Шрифт:
Адриан и архонт приблизились к собравшимся. Церемония еще не кончилась. Эксандр доканчивал чтение предложенного ему документа и передал его дамиургу, поставившему под ним свою подпись. Затем подписались два других чиновника и шесть человек из числа сопровождавших Эксандра людей.
Нарушая порядок торжественного собрания, Адриан поздоровался с Эксандром и подошел к его дочери.
— Когда я только что вошел в храм и взглянул на тебя, мне показалось, что я вижу Ифигению! Но было бы нехорошо, если бы ты оказалась на ее месте: ведь той пришлось жить здесь, когда страна была почти пустынной. Не знаю, согласился ли бы теперь кто-нибудь на это. Вспомни, ведь на берег не допускался ни один мужчина!
Девушка смутилась. Такие слова в храме богини Девы были святотатством. Воспользовавшись тем, что начали вслух читать акт, она отошла в сторону и стала рядом с отцом.
Голос дамиурга звучал отчетливо и громко:
«Эксандр, сын Гераклида из Херсонеса, продал на следующих условиях человека, хиосца по происхождению, по имени Главк. Продажная цена — три с половиной мины серебра, как это обусловлено между Главком и божеством. Он станет свободным на всю жизнь и не подлежит перепродаже. Он вправе располагать собой, как угодно, под условием жить в Херсонесе. Поручителями являются Диодор, сын Геракона, и Никиас, сын Трасея, из Херсонеса.
Если кто-либо сделает попытку обратить Главка в рабство, Эксандр и поручители должны будут удостоверить действительность его продажи божеству. Если они этого не сделают, они, согласно договору, подлежат преследованию по закону. Всякий, встретивший в этом случае Главка, может силой вернуть ему свободу и за это не будет подлежать никакому суду и наказанию.
Акт продажи хранится у ольвиополита Кафисона, сына Эвклида, и Менексена, сына Дамократа» [79] .
— Теперь ты — свободный человек, — обратился к Главку Эксандр. — Ты можешь делать, что хочешь.
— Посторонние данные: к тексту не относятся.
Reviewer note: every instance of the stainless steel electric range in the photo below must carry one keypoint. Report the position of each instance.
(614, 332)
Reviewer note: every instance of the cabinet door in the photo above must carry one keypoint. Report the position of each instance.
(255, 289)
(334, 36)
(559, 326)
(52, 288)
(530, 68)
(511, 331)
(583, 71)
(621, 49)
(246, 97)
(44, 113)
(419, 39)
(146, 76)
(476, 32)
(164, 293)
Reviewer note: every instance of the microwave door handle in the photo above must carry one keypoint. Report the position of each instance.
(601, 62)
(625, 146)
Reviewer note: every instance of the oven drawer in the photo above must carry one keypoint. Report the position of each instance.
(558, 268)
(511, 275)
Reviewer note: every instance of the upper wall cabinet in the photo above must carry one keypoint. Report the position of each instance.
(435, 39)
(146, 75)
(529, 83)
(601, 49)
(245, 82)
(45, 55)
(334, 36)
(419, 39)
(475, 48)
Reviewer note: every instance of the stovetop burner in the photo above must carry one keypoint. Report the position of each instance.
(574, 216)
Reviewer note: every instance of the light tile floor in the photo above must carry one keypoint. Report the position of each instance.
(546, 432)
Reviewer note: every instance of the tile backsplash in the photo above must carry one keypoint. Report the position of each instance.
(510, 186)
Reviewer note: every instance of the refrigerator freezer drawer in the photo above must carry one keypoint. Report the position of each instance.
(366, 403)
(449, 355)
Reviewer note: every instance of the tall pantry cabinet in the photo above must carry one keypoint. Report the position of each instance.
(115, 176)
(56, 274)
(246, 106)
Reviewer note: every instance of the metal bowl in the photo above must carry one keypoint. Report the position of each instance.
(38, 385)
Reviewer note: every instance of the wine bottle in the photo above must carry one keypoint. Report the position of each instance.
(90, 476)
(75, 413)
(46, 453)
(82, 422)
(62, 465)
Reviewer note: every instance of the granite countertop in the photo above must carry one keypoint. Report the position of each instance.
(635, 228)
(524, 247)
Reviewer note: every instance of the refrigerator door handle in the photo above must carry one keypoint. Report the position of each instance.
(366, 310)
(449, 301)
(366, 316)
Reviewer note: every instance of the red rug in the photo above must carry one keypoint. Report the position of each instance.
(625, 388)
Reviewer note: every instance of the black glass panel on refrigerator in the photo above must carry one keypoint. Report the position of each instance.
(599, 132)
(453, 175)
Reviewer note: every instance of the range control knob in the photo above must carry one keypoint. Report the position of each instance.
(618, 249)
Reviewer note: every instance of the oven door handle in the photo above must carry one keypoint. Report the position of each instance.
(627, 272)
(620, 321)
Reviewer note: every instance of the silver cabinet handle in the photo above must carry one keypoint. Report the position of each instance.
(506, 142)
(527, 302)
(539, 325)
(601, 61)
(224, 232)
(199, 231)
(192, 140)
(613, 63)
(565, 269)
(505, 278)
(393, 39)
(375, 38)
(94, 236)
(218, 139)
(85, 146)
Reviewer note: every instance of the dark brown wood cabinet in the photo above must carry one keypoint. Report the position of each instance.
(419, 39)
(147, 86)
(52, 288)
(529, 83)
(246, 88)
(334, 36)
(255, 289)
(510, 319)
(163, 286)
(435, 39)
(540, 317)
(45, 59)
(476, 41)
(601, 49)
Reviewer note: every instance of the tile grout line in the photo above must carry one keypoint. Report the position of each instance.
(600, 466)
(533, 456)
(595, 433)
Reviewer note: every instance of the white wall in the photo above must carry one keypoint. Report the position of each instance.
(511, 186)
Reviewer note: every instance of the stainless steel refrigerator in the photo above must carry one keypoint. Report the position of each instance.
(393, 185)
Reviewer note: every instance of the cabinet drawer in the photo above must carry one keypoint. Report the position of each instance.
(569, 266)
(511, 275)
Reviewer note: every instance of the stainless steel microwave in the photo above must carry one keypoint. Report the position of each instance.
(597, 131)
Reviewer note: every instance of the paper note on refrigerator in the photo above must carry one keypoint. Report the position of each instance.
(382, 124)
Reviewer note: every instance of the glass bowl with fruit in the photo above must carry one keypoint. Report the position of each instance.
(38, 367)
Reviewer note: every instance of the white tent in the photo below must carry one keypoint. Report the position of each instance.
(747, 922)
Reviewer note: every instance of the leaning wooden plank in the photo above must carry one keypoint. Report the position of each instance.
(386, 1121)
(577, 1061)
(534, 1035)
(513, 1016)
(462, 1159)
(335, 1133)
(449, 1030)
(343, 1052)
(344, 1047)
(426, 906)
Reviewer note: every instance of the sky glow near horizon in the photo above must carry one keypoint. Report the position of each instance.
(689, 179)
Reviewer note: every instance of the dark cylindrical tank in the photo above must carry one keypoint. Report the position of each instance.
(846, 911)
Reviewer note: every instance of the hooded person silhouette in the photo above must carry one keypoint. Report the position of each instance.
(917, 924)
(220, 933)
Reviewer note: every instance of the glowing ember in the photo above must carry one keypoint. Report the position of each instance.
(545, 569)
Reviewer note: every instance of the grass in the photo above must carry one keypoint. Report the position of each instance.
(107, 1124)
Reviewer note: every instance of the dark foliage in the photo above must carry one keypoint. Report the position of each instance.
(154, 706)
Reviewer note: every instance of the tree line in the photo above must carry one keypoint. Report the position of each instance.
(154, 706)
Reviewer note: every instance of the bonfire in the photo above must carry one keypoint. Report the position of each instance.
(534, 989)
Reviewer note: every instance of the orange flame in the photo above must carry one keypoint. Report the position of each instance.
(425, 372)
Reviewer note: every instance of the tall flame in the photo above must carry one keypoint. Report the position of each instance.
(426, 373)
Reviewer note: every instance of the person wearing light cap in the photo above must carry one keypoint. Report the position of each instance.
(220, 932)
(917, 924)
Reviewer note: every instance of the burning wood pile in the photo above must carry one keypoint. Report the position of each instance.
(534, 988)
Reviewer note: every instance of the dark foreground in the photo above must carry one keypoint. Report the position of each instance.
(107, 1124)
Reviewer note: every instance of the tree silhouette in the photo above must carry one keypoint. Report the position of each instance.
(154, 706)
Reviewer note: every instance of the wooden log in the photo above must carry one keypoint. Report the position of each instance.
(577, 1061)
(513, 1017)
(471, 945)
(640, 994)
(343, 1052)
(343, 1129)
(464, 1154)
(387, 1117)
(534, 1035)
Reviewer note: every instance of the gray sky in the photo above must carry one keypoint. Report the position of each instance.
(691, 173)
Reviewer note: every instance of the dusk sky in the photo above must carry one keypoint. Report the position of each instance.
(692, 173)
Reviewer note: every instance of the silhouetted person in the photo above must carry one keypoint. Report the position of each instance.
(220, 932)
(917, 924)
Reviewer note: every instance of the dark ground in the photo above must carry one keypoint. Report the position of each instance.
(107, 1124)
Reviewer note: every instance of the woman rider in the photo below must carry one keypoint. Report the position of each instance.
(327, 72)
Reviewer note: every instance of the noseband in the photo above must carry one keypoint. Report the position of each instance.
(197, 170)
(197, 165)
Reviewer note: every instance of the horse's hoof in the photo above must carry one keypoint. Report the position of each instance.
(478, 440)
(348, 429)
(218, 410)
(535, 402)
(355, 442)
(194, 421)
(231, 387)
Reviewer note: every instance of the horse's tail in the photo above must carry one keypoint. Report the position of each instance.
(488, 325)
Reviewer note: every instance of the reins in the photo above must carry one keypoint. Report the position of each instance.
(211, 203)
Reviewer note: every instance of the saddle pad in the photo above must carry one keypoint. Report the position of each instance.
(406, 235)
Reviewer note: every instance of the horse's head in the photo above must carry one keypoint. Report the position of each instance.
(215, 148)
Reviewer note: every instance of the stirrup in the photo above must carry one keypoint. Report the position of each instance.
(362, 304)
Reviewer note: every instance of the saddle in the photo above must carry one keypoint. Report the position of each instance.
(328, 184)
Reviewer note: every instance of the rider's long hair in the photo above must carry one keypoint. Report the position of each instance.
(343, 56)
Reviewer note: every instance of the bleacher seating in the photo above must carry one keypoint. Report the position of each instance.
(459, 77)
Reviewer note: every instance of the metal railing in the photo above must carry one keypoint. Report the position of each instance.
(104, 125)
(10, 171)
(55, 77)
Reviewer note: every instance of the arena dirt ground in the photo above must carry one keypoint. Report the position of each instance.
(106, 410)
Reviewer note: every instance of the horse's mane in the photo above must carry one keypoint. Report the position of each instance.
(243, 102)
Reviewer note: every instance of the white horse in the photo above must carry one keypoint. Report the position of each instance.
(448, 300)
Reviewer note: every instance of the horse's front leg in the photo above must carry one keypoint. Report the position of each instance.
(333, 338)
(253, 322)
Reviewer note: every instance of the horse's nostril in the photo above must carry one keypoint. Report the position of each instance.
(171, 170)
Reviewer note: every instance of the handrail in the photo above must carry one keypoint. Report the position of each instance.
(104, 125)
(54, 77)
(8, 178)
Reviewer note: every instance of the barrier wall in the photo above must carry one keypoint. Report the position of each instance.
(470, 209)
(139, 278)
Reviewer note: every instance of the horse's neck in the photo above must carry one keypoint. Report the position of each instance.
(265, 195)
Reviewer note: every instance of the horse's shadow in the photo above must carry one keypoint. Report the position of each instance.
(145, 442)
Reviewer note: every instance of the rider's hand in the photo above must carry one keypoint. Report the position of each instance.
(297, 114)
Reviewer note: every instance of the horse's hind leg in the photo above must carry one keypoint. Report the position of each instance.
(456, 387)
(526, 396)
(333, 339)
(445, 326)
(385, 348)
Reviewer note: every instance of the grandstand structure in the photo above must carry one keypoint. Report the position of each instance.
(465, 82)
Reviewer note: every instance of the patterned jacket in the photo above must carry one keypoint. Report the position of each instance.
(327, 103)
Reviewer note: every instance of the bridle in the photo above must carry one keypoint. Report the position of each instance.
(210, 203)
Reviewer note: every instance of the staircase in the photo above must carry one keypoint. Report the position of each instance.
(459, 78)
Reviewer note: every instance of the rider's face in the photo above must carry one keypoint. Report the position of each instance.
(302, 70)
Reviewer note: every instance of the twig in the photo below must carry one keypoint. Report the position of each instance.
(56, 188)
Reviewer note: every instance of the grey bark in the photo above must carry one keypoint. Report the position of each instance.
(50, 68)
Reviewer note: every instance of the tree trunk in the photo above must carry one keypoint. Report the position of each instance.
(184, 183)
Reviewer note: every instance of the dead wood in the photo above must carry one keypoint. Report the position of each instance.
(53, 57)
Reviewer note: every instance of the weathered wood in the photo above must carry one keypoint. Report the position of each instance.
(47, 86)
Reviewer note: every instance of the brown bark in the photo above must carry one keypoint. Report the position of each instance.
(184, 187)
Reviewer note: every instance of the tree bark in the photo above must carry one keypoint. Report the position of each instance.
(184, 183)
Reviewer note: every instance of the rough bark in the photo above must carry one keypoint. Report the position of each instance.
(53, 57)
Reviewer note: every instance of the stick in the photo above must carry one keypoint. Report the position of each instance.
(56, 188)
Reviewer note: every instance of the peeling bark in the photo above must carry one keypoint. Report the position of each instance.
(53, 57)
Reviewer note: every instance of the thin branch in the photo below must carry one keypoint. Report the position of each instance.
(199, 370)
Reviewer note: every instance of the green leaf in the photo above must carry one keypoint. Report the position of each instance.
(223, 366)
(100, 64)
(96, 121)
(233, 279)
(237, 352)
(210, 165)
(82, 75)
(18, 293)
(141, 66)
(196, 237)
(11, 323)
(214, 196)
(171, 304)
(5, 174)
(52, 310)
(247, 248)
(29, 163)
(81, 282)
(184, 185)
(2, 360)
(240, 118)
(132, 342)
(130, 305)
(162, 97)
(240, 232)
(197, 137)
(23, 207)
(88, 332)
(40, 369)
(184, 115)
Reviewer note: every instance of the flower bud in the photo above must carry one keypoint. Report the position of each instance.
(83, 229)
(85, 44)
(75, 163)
Но так как ты привык к нам, то мы и обусловили в документе, что ты останешься в Херсонесе. Ты будешь жить у нас по-прежнему, но за свои труды будешь получать вознаграждение, как это подобает вольноотпущеннику.
79
По дельфийским актам (Dittenberger, Sylloge inscrip, gratc. 445)
Главк поцеловал руку своего бывшего господина.
— Я родился рабом и не думал, что могу быть свободным. Но теперь я чувствую это счастье. И в то же время я благодарен тебе, господин, за то, что могу остаться в твоем доме.
— За что ты его освободил? — обратился Адриан к Эксандру. — Какую услугу он мог тебе оказать? Неужели и теперь, после этого рабского бунта, ты еще не изменил своего отношения к этим животным?
— Нет. Но я хочу поступать справедливо. Во время восстания я вместе с некоторыми другими членами Совета потребовал от дамиургов, чтобы они приняли самые беспощадные меры. И они приказали войскам уничтожать бунтовщиков. Впоследствии я голосовал за суровое наказание рабов, захваченных с оружием в руках, и двух своих невольников, показавшихся мне подозрительными, велел бить плетьми и отправить в городскую тюрьму. Восстания — угроза свободе города. Их надо пресекать беспощадно. Но ведь не все рабы участвовали в бунте.
Эксандр вкратце рассказал историю нападения на его дом во время восстания.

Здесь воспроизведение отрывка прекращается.